By adding tools=”hover” to our figure, we can specify custom data affiliated with each data point when the user hovers over each point. In this example, since we are comparing Hue and Proline, I added those two to our hover feature via “tooltips”.

graph3 = figure(title = "Bokeh Scatter Graph - Interactive", tools="hover", tooltips="@Wine: (@Hue,@Proline)") 
graph3.scatter(source=wine, x='Hue', y='Proline',fill_alpha=0.6, fill_color=index_cmap,size=10,legend_group='Wine')

Now we can hover over our data points and view the data affiliated with each point! This is completely customizable and will only display what you tell it to.

Customize Legend and Hide Data

We can customize our data further by creating an interactive legend that allows you to display or hide each category.

As I mentioned before, glyphs can be layered in Bokeh.

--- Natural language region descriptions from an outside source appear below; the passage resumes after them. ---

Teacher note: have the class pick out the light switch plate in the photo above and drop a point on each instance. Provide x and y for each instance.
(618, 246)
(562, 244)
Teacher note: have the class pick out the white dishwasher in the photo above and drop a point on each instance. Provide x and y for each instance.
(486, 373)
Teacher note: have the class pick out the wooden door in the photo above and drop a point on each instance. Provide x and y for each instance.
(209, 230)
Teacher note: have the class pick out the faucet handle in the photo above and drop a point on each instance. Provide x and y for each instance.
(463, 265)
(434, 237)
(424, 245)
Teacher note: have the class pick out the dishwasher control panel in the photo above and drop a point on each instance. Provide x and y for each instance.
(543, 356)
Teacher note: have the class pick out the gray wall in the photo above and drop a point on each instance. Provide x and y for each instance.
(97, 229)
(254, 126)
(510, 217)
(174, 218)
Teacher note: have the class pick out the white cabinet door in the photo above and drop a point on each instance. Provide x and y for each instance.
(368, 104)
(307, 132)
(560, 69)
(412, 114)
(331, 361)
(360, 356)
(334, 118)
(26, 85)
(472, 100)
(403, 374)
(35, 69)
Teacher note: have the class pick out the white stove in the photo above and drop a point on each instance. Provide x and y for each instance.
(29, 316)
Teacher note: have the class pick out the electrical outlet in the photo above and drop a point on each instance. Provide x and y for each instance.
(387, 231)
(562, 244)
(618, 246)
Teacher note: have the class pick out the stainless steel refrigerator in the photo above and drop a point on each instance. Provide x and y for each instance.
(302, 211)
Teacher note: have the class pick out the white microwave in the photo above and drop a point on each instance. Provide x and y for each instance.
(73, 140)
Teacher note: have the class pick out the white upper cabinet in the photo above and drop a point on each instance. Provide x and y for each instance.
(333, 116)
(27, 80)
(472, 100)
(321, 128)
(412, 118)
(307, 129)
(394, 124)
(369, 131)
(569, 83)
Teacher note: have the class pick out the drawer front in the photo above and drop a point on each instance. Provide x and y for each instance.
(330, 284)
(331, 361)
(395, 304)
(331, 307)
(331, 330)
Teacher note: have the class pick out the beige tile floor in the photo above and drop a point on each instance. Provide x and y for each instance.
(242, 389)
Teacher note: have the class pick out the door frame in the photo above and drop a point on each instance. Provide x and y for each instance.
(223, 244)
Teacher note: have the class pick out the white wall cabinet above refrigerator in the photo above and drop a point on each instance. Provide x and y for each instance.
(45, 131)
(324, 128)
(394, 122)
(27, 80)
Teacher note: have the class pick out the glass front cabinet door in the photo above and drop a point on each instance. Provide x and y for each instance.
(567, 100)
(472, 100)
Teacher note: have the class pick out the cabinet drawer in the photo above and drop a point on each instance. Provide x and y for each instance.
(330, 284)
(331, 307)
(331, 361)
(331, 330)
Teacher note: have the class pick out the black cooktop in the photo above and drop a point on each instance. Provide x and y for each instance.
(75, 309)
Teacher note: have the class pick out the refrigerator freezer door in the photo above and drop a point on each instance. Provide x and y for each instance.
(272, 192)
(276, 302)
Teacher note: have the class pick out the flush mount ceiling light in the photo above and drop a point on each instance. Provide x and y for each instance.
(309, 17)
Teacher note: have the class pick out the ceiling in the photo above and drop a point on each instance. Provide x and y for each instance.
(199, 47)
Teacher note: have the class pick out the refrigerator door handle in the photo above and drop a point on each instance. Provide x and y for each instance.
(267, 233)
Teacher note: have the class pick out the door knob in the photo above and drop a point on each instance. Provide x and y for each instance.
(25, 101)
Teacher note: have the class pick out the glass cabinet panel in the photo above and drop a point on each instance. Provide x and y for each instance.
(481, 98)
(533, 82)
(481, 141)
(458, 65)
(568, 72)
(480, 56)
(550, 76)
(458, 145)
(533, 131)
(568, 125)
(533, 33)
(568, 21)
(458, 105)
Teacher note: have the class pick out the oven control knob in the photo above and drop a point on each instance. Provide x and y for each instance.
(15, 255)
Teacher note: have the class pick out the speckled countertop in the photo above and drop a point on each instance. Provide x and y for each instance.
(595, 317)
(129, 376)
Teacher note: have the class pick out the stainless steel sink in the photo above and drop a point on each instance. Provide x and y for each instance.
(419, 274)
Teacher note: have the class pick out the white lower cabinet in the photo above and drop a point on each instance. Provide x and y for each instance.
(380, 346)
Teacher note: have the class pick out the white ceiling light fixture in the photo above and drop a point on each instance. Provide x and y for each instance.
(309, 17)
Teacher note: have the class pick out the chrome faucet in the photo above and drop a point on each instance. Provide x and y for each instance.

To create an interactive legend, we will split our data into three dataframes to capture our three categories: Barbera, Barolo, and Grignolino.

barbera = wine[wine["Wine"] == "Barbera"]
barolo = wine[wine["Wine"] == "Barolo"]
grignolino = wine[wine["Wine"] == "Grignolino"]

Now, instead of plotting all the data in one scatter glyph, we will layer the three scatter glyphs on top of our figure, and assign the “click_policy” to “hide” which allows us to hide the category upon clicking.

# Creating a new graph containing all our previous work for demonstration purposes
graph4 = figure(title = "Bokeh Scatter Graph - Interactive", tools="hover", tooltips="@Wine: (@Hue,@Proline)")
# Here, we create a custom legend, layering our three different scatter glyphs
# Barbera data
graph4.scatter(source=barbera, x='Hue', y='Proline', fill_alpha=0.6, fill_color=index_cmap,size=10,legend_label='Barbera')
# Barolo data
graph4.scatter(source=barolo, x='Hue', y='Proline',fill_alpha=0.6, fill_color=index_cmap,size=10,legend_label='Barolo')
# Grignolino data
graph4.scatter(source=grignolino, x='Hue', y='Proline', fill_alpha=0.6,fill_color=index_cmap,size=10,legend_label='Grignolino')
# Hide one of the legend categories when clicked on in our legend
graph4.legend.click_policy="hide"

Let’s see it work all together!

Now, the user can split out specific categories they’d like to see, and hover over each point to view detailed information about that point (as opposed to guesstimating using the x and y axis legend).

The possibilities with Bokeh are endless. In fact, we have barely touched the surface in this tutorial! I invite you to explore the Bokeh documentation to view all the other features you can customize your data with. I hope you had fun learning Bokeh with me!